January 10, 2017

DevOps Digest 307: Running Unit Tests with Helix and Jenkins


After Issue 306, our basic build scripting tools work. With our NAnt-powered framework in place, let’s extend our continuous delivery pipeline with targets that execute unit tests. It’s nice to have a continuous integration system running a debug build in response to every commit, but all success tells you is that the code compiles. A more interesting measure of quality is whether all the unit tests pass when executed.

Toward that end, we will:

  1. Choose a unit test framework.
  2. Write a simple unit test.
  3. Extend our build scripting with targets to execute unit tests.
  4. Import the test results into Jenkins for reporting and historical trends.
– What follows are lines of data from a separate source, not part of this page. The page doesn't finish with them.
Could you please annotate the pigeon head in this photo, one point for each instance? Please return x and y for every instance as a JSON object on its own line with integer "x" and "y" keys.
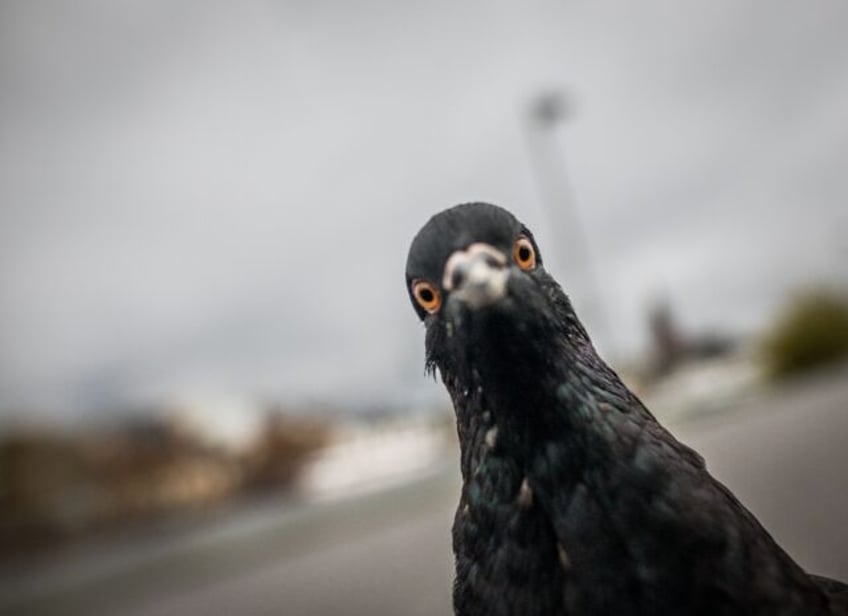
{"x": 476, "y": 279}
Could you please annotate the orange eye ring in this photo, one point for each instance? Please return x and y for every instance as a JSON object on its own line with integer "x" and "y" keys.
{"x": 524, "y": 254}
{"x": 427, "y": 296}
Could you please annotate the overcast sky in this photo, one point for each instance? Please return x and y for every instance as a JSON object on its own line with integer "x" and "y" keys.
{"x": 216, "y": 199}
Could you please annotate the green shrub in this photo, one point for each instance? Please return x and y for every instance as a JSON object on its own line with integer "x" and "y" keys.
{"x": 811, "y": 332}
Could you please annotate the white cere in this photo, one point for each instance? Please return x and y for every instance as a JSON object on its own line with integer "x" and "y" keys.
{"x": 525, "y": 495}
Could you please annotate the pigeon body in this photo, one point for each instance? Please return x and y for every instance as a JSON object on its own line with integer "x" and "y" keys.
{"x": 575, "y": 500}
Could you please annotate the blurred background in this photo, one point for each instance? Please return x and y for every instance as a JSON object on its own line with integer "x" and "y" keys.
{"x": 212, "y": 396}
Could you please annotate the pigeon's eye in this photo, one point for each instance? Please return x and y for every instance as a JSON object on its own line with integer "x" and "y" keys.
{"x": 427, "y": 296}
{"x": 524, "y": 254}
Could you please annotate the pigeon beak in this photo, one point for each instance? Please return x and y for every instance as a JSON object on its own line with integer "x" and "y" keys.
{"x": 476, "y": 276}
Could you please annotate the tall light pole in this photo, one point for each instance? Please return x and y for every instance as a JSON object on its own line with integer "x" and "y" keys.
{"x": 547, "y": 112}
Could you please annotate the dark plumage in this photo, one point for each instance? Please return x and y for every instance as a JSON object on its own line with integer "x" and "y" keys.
{"x": 574, "y": 499}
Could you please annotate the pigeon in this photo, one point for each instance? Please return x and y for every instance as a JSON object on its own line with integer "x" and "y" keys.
{"x": 574, "y": 500}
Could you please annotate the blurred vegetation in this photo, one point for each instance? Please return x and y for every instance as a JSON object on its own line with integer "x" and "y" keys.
{"x": 56, "y": 485}
{"x": 811, "y": 332}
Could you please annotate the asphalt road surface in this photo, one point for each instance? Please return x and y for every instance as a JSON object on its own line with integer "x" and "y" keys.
{"x": 784, "y": 454}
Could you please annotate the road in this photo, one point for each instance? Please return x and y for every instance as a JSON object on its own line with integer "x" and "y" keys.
{"x": 784, "y": 454}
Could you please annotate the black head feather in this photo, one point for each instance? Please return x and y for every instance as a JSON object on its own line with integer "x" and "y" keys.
{"x": 574, "y": 500}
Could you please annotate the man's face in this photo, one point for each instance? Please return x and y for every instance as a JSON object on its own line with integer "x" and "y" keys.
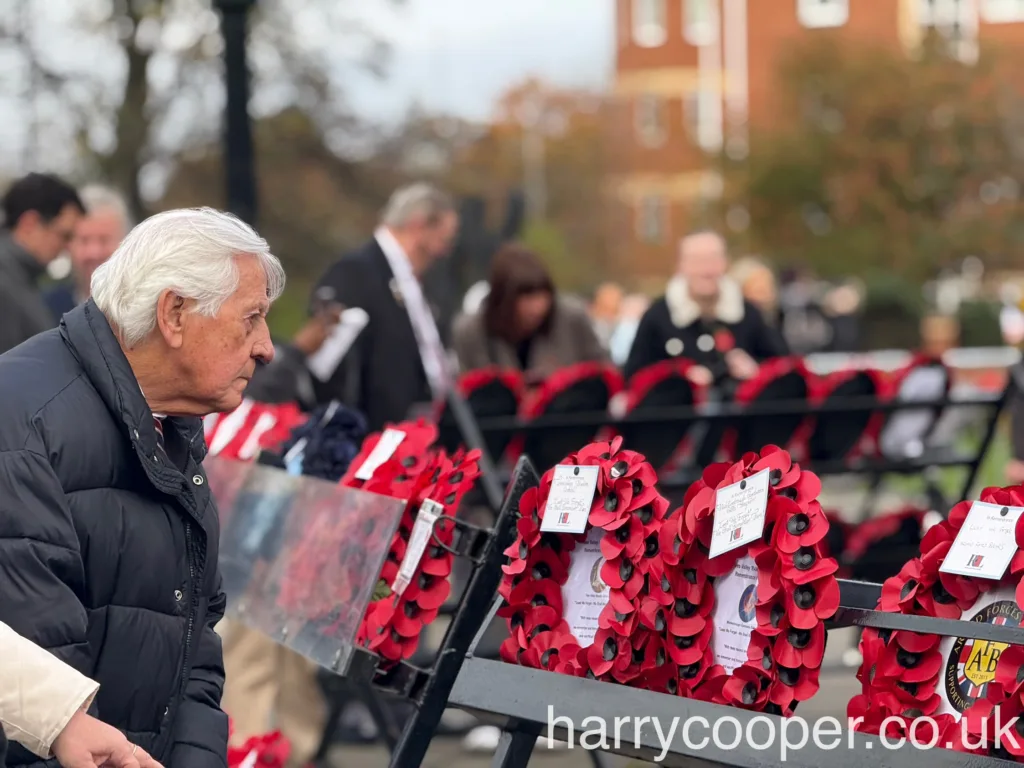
{"x": 702, "y": 263}
{"x": 96, "y": 237}
{"x": 47, "y": 240}
{"x": 219, "y": 354}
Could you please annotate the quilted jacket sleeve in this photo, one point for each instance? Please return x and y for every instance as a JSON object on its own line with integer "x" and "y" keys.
{"x": 201, "y": 726}
{"x": 41, "y": 569}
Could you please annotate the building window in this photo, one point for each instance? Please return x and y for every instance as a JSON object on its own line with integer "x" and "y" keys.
{"x": 956, "y": 20}
{"x": 650, "y": 121}
{"x": 818, "y": 13}
{"x": 651, "y": 219}
{"x": 699, "y": 22}
{"x": 1003, "y": 11}
{"x": 648, "y": 23}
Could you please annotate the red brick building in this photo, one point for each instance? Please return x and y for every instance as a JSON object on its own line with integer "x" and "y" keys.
{"x": 692, "y": 75}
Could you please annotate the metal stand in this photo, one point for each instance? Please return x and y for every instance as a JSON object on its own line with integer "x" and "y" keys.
{"x": 428, "y": 689}
{"x": 527, "y": 704}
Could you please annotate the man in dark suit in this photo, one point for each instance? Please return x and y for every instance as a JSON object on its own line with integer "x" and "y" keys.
{"x": 398, "y": 360}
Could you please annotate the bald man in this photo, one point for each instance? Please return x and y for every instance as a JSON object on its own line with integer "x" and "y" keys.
{"x": 704, "y": 317}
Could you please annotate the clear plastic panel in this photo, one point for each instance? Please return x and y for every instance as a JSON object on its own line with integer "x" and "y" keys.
{"x": 300, "y": 556}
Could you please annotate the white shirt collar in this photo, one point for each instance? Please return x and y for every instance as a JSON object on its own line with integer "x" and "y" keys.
{"x": 393, "y": 252}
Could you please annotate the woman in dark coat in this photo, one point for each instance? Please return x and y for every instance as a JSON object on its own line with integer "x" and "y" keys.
{"x": 523, "y": 323}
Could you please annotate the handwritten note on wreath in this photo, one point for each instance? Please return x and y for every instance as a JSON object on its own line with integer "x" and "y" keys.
{"x": 985, "y": 544}
{"x": 739, "y": 513}
{"x": 569, "y": 499}
{"x": 585, "y": 593}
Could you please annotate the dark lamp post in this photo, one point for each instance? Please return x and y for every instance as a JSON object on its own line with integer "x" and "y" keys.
{"x": 238, "y": 132}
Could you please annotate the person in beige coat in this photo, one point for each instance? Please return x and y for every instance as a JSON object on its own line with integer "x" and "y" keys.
{"x": 43, "y": 707}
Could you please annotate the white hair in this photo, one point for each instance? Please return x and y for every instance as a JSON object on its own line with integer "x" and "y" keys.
{"x": 189, "y": 251}
{"x": 97, "y": 198}
{"x": 416, "y": 201}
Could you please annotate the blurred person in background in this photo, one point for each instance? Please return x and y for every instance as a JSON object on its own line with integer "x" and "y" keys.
{"x": 523, "y": 323}
{"x": 757, "y": 281}
{"x": 40, "y": 213}
{"x": 398, "y": 360}
{"x": 97, "y": 235}
{"x": 632, "y": 311}
{"x": 44, "y": 708}
{"x": 604, "y": 310}
{"x": 705, "y": 317}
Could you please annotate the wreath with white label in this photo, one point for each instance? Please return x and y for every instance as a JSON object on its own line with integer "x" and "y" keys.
{"x": 589, "y": 603}
{"x": 907, "y": 676}
{"x": 748, "y": 625}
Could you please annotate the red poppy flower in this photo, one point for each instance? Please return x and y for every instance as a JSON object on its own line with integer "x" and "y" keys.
{"x": 797, "y": 526}
{"x": 628, "y": 539}
{"x": 688, "y": 649}
{"x": 688, "y": 617}
{"x": 622, "y": 623}
{"x": 605, "y": 649}
{"x": 796, "y": 647}
{"x": 807, "y": 564}
{"x": 747, "y": 688}
{"x": 807, "y": 604}
{"x": 794, "y": 684}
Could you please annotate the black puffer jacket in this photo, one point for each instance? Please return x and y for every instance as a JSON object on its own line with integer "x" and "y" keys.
{"x": 108, "y": 553}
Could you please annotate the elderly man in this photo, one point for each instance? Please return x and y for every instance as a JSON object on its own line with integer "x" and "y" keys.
{"x": 704, "y": 317}
{"x": 97, "y": 233}
{"x": 109, "y": 537}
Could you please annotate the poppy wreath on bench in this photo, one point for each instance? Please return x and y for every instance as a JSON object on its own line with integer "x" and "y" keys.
{"x": 393, "y": 623}
{"x": 629, "y": 645}
{"x": 797, "y": 589}
{"x": 901, "y": 671}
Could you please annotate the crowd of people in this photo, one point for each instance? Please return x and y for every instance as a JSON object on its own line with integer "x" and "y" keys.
{"x": 113, "y": 645}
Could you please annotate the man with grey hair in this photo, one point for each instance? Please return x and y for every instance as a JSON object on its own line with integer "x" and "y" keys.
{"x": 96, "y": 235}
{"x": 109, "y": 535}
{"x": 399, "y": 359}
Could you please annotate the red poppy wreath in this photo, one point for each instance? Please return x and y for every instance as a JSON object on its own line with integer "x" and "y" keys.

Choosing a Unit Test Framework

Developers have an embarrassment of riches when it comes to unit-test frameworks and tools. Unfortunately, despite its shortcomings, many Microsoft .NET developers never look beyond Visual Studio’s basic command-line utility, MSTest. Unit tests need to run as quickly as possible so that developers execute them frequently. Unfortunately, MSTest runs slower than other tools because it creates folders for every test run.

Developers also need to have a rich assert API to easily trap myriad conditions. This includes a means to check the validity of numbers, enforce type concerns, and so forth. Being able to order tests is a nice, albeit nonessential luxury. Being able to execute in parallel can be a huge win for performance. And simple setup/teardown procedures can be essential for individual and entire groups of tests.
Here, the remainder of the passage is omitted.